An actifity is kind of like a screen, and kind of like an application, but is actually something in between. Every application with a user interface needs at least one activity that will display the layout for one screen.

Then an application may choose to start more activities. The following diagram is the reason for many, many crashes of apps on the Android Market because it's so complicated:

 

Because Android tries to save as much battery power as possible - it puts applications to sleep all the time, and sometimes even kills them alltogether.

Making sure that your user experience is still nice despite that you need to navigate the diagram above to figure out when to load, unload, save, reload both data and the state of the UI.

IDs

IDs are used as a way to connect the elements defined in XML with your java source code. In XML for nearly every element you can specify an "id" attribute. For exmaple:

<Button android:id="@+id/my_button"
        android:layout_width="wrap_content"
        android:layout_height="wrap_content"
        android:text="@string/my_button_text"/>

You will rarely if ever change the "@+id/" prefix, but after the slash you can set whatever ID you like. Normally you want something that will describe what that element is and does, for example "sendEmailNowBtn". Otherwise your code will be harder to read ("what my_button, they're all my buttons).

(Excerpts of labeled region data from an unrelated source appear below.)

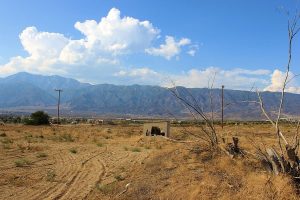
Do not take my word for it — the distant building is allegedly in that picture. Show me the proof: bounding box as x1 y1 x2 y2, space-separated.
143 122 170 137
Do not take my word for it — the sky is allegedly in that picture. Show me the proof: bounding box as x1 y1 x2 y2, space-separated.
0 0 300 93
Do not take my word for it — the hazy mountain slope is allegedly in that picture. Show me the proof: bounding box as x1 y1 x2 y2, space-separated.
0 81 56 108
0 73 300 119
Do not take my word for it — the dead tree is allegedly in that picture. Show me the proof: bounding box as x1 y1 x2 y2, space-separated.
256 13 300 180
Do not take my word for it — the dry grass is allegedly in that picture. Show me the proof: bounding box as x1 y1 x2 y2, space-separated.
0 122 299 199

To get a reference to the button in your Java code you use findViewById() with a cast. In this example:

Button myButton = (Button) findViewById(R.id.my_button);

findViewById looks up the element by ID (my_button). Remember the R class is automatically generated based on your XML files.

The return is a View, but we know it's a button so we'll cast it to Button. Without a case you'd only be able to use te View methods on the button. Button is obviously a subclass of View.